Keywords: quantitative magnetic resonance, menisci, segmentation, deep learning, osteoarthritis
INTRODUCTION
Osteoarthritis (OA) is the most common form of arthritis in the knee, and the menisci play an important role in the initiation and progress of OA1. Various menisci pathologies, such as proteoglycan loss or deterioration of the collagen network, have been directly associated with the symptomatic knee OA2–4. There is growing interest in developing imaging biomarkers that could help clinicians assess and monitor the progress of OA in vivo. Magnetic resonance (MR) imaging can provide quantitative data related to the relaxometry and morphology of the whole joint knee anatomy. For example, the meniscal T2 and T2* relaxation times were reported to be sensitive to OA-related pathophysiological processes5,6. Menisci, however, have a short T2 and demonstrate low signal on conventional MR sequences, making quantitative assessment with the standard clinical MR sequences infeasible. In comparison, ultrashort echo time (UTE) sequences with TEs about 100 times shorter than those of conventional sequences can be used to image tissues with short T27. 3D UTE cones sequences have been proposed to measure the T1 and T1ρ relaxations for different knee tissues, including the menisci8,9. Given the possibility of using MR relaxations as promising OA biomarkers, assessment of the menisci still requires 3D segmentation, which is often performed manually and is therefore time-consuming and affected by inter-observer variability10,11. Development of robust automatic menisci segmentation methods could provide clinicians with quantitative MR parameters, such as T1, T1ρ and T2* relaxations, and would present an important step for efficient assessment and monitoring of OA.
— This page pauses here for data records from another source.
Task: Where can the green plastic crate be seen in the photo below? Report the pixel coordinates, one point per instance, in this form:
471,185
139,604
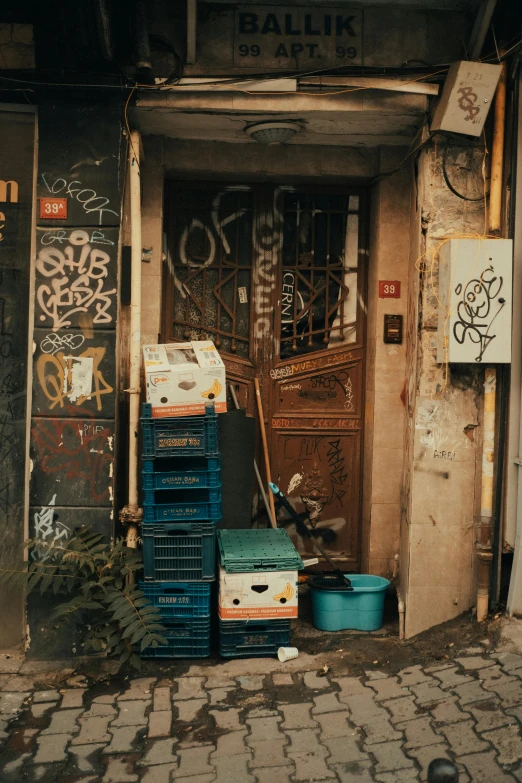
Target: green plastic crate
257,550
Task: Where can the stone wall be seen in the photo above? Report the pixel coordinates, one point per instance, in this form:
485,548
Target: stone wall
443,439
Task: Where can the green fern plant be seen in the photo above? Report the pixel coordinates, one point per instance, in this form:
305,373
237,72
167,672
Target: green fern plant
97,581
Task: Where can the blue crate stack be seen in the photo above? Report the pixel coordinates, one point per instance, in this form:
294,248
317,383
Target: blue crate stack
182,506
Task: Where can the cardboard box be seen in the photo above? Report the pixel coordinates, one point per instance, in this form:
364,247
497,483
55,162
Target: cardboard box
181,378
268,594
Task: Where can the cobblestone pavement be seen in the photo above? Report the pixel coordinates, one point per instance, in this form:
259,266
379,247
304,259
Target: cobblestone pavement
260,721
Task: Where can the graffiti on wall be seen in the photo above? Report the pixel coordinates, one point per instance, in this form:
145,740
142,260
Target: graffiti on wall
73,459
76,278
49,530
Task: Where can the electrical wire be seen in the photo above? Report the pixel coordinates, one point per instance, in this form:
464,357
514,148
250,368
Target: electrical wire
451,186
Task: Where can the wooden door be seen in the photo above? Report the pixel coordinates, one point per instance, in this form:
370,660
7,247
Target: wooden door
276,277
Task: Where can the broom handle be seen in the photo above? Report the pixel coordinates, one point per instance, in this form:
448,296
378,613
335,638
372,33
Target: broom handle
265,447
258,475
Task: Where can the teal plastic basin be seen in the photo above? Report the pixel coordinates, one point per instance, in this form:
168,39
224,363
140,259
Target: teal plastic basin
338,610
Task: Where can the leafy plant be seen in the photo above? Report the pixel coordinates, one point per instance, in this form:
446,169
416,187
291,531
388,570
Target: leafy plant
97,580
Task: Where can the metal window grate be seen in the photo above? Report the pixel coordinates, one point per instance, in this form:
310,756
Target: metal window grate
210,258
319,276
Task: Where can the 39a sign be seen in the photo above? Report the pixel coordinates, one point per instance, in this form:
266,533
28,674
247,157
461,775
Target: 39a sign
389,289
53,208
294,38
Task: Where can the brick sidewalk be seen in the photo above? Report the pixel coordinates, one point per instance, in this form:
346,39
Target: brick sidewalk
280,727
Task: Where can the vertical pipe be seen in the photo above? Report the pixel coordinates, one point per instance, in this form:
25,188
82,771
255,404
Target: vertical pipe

Nowadays, deep learning methods are gaining momentum in medical image analysis12. These data-driven algorithms automatically process input images to learn high-level data representations and provide the desired output, such as a decision whether the investigated image contains a pathology. Deep convolutional neural networks (CNNs) have proved to be extremely useful in solving various medical image analysis problems, including image classification and segmentation12. The U-Net CNN and its variations are perhaps the most popular deep learning methods used for image segmentation13. These CNNs for segmentation consist of contracting and expanding paths with skip connections. The contracting path (encoder) processes the input image using convolutional operators to extract a compact high level image representation. In the next step, the expanding path (decoder) utilizes this representation to generate a binary mask indicating the location in the image of the object to be segmented. The skip connections are used to include information from the contracting path in the expanding path to improve object localization. CNN-based methods were proposed for cartilage segmentation14–16 and whole joint anatomy segmentation, including menisci17. 2D U-Net CNNs for menisci segmentation were developed based on double-echo steady-state knee joint MRI images collected from healthy subjects and from patients with OA18,19. The authors demonstrated that automatic segmentations could be used to assess menisci morphology and to extract efficient biomarkers for OA diagnosis18,19. Additionally, automatic menisci segmentation methods based, for example, on fuzzy logic and extreme learning machines were developed before deep learning techniques gained their momentum20–22. Moreover, semi-automatic menisci segmentation methods based on region growing were developed; those methods proved to perform well in the case of OA biomarker extraction23–25. Based on the obtained segmentations, the authors calculated meniscal T1ρ and T2 parameters, and related those to the levels of OA progression24. However, the quantitative evaluation of menisci (e.g., T1, T1ρ, T2, and T2* relaxation times) is challenging due to the lack of signal with conventional gradient echo sequences with echo times around 4 to 7 ms, which are too long to accurately quantify meniscus with a short T2* of around 5 ms26.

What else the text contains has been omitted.